3. Print out a table of the proportion of variance explained by the principal components. You may find the summary()
function useful here. See prcomp()
for examples of how to use it. How many principal components would you suggest using in this application and why?
# YOUR CODE HERE
We are now going to plot the biplot for these data, using ggbiplot
within the ggbiplot
package. We need to install this package from GitHub! You will need the remotes
package, if you do not have it already to install the package from GitHub. (Remember: package installs never stay in our final RMarkdown document, hence why they are commented out here for your reference only.)
Here I will use the standard function, with some graphical options.
# install.packages("remotes")
# remotes::install_github("vqv/ggbiplot")
library(ggbiplot)
ggbiplot(pc_out, groups = as.factor(penguins$species), varname.size = 3.4) +
xlim(-3, 3) +
theme_bw() + scale_colour_manual(values = c("darkorange","purple","cyan4"))

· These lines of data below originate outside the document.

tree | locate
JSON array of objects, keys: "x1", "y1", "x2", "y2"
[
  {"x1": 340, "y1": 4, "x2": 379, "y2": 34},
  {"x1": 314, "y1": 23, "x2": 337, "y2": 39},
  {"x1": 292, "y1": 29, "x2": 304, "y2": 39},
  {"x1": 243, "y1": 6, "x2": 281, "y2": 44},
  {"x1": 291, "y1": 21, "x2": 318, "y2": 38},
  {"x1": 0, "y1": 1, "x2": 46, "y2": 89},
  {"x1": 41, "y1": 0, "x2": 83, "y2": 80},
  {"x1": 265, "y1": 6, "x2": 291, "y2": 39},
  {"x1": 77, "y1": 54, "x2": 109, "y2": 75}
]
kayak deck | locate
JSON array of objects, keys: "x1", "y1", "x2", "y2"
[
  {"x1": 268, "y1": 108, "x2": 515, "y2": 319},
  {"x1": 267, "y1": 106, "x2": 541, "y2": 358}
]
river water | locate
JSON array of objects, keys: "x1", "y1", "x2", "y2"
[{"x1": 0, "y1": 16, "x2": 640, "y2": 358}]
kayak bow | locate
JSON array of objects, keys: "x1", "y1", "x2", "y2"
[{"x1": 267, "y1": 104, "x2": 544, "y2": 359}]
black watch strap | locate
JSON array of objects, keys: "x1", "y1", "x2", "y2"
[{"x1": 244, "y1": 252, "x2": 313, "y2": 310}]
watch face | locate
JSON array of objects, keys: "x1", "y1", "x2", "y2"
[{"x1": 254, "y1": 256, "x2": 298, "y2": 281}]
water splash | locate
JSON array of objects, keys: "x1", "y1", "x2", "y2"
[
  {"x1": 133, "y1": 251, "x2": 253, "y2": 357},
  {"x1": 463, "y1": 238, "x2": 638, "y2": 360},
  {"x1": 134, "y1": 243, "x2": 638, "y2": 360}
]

4. First let’s discuss the variables. Discuss which variables (flipper_length_mm
, body_mass_g
, bill_length_mm
, bill_depth_mm
) seem to be correlated, which do not, and why you are coming to these conclusions.
5. Next let’s discuss the species. How might we distinguish the species of penguins using the first two principal components? (e.g. Which species tend to have higher scores for the first principal component? The second?)
6. Translate your answer in part 5 to the original variables (flipper_length_mm
, body_mass_g
, bill_length_mm
, bill_depth_mm
). What does this suggest about associations between the species and variables? How does this compare to what you observed in the pairwise plot from Part 1?